"Following on from our strong performance last year, sales for the group have continued to be strong and we are pleased with the results for the first six months of the year," chief executive Norah Barlow said.
The group reported it had achieved 83 new sales of occupation rights and 88 resales of occupation rights for the six months, increases of 102% and 52% respectively, on the previous corresponding period.
Summerset, which is building a village in Dunedin, is the country's third-largest retirement village operator with 1364 retirement units and 323 care beds spread across 13 villages throughout New Zealand.
The group designs, develops and operates villages that give specialised long-term managed care to the elderly.
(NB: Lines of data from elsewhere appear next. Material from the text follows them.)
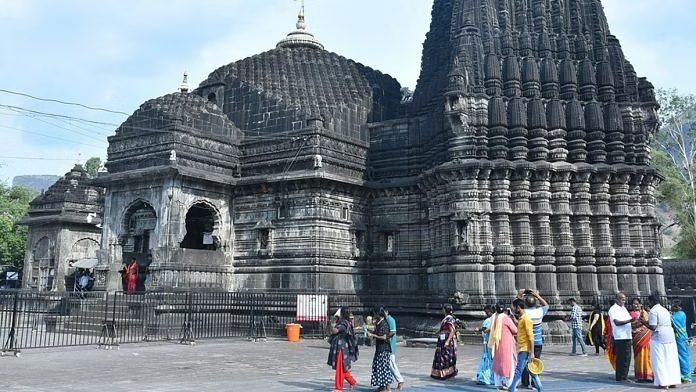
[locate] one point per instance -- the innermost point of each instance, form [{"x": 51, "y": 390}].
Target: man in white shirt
[
  {"x": 621, "y": 333},
  {"x": 663, "y": 345}
]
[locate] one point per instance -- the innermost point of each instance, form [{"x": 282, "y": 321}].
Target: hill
[{"x": 37, "y": 183}]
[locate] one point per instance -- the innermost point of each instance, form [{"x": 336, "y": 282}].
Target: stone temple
[{"x": 521, "y": 159}]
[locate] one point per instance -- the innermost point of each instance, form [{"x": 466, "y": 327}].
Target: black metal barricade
[{"x": 31, "y": 319}]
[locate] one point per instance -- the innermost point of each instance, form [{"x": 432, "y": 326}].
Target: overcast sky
[{"x": 122, "y": 52}]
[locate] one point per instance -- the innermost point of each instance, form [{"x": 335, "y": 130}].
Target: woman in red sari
[
  {"x": 641, "y": 344},
  {"x": 132, "y": 275},
  {"x": 502, "y": 343},
  {"x": 445, "y": 360}
]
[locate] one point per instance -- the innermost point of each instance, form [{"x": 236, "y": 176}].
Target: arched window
[
  {"x": 139, "y": 225},
  {"x": 200, "y": 227},
  {"x": 43, "y": 265}
]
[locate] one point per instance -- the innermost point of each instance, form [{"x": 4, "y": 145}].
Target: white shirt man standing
[
  {"x": 664, "y": 354},
  {"x": 621, "y": 333}
]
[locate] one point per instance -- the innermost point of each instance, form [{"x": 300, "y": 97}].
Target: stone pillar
[
  {"x": 652, "y": 240},
  {"x": 485, "y": 240},
  {"x": 466, "y": 260},
  {"x": 621, "y": 234},
  {"x": 521, "y": 240},
  {"x": 566, "y": 275},
  {"x": 636, "y": 229},
  {"x": 541, "y": 234},
  {"x": 500, "y": 215},
  {"x": 601, "y": 233},
  {"x": 580, "y": 223}
]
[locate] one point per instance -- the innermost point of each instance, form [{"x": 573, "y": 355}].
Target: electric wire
[
  {"x": 63, "y": 102},
  {"x": 49, "y": 136}
]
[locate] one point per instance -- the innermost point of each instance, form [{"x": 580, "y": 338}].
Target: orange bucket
[{"x": 293, "y": 331}]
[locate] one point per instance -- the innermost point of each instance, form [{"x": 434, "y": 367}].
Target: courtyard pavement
[{"x": 275, "y": 365}]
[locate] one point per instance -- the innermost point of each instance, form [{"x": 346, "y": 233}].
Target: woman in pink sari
[{"x": 502, "y": 344}]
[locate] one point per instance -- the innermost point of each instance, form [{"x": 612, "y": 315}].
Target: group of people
[
  {"x": 656, "y": 339},
  {"x": 344, "y": 350},
  {"x": 512, "y": 339}
]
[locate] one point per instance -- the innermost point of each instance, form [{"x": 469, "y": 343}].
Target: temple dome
[
  {"x": 283, "y": 88},
  {"x": 184, "y": 111},
  {"x": 300, "y": 37},
  {"x": 179, "y": 129},
  {"x": 71, "y": 199}
]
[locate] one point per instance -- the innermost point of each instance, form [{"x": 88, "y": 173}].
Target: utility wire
[
  {"x": 64, "y": 102},
  {"x": 37, "y": 158},
  {"x": 68, "y": 129},
  {"x": 17, "y": 108},
  {"x": 49, "y": 136}
]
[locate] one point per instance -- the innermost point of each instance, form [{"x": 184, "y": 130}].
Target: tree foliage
[
  {"x": 14, "y": 203},
  {"x": 674, "y": 154},
  {"x": 92, "y": 166}
]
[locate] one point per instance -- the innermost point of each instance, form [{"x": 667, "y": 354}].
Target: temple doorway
[
  {"x": 138, "y": 237},
  {"x": 200, "y": 228},
  {"x": 43, "y": 273}
]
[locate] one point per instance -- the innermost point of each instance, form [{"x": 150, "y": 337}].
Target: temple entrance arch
[
  {"x": 138, "y": 231},
  {"x": 43, "y": 266},
  {"x": 202, "y": 226},
  {"x": 85, "y": 248}
]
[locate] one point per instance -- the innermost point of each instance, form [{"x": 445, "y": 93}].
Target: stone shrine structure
[
  {"x": 521, "y": 160},
  {"x": 64, "y": 226}
]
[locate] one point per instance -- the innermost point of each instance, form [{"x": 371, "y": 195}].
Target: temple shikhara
[{"x": 521, "y": 160}]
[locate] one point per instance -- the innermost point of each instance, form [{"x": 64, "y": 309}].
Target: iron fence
[{"x": 39, "y": 320}]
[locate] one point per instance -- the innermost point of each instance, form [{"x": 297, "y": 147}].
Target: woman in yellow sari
[{"x": 641, "y": 343}]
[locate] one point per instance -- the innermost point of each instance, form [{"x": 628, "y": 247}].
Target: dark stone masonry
[{"x": 521, "y": 159}]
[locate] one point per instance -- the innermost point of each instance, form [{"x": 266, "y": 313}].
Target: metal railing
[{"x": 38, "y": 320}]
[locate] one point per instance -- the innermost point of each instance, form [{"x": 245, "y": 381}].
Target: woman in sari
[
  {"x": 382, "y": 375},
  {"x": 641, "y": 343},
  {"x": 596, "y": 330},
  {"x": 484, "y": 373},
  {"x": 445, "y": 361},
  {"x": 679, "y": 324},
  {"x": 343, "y": 351},
  {"x": 132, "y": 275},
  {"x": 501, "y": 340}
]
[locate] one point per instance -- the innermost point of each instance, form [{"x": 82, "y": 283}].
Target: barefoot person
[
  {"x": 641, "y": 343},
  {"x": 445, "y": 361},
  {"x": 525, "y": 347},
  {"x": 502, "y": 344},
  {"x": 382, "y": 375},
  {"x": 484, "y": 373},
  {"x": 663, "y": 347},
  {"x": 679, "y": 323},
  {"x": 392, "y": 344},
  {"x": 344, "y": 350},
  {"x": 576, "y": 326},
  {"x": 619, "y": 338},
  {"x": 536, "y": 308},
  {"x": 596, "y": 328}
]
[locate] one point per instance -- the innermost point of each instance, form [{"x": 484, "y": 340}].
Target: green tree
[
  {"x": 674, "y": 154},
  {"x": 92, "y": 166},
  {"x": 14, "y": 203}
]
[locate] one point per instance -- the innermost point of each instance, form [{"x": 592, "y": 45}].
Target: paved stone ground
[{"x": 238, "y": 365}]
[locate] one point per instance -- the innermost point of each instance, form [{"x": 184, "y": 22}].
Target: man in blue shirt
[
  {"x": 392, "y": 342},
  {"x": 536, "y": 307},
  {"x": 575, "y": 319}
]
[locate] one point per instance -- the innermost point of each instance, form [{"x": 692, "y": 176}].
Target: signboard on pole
[{"x": 312, "y": 307}]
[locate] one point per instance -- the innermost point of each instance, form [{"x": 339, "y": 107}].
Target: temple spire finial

Mrs Barlow said the financial statements for the six months ended June were being prepared and the state of sales provided might not necessarily reflect the financial performance for the period.
The half-year results would be released on August 21.
Craigs Investment Partners broker Peter McIntyre said that like its more established competitor, Ryman Healthcare, Summerset was able to recycle capital and fund future development using interest-free loans from existing residents.
While Ryman was the leader in the industry, with a better track record, and Summerset was less proven, Summerset had made rapid progress since it emerged from AMP ownership in 2009.
Summerset traded at a substantial discount to Ryman but Mr McIntyre believed it could start to narrow the valuation gap by delivering on its strategy.
"Overall, we see Summerset as higher-risk but higher-reward if its strategy is executed."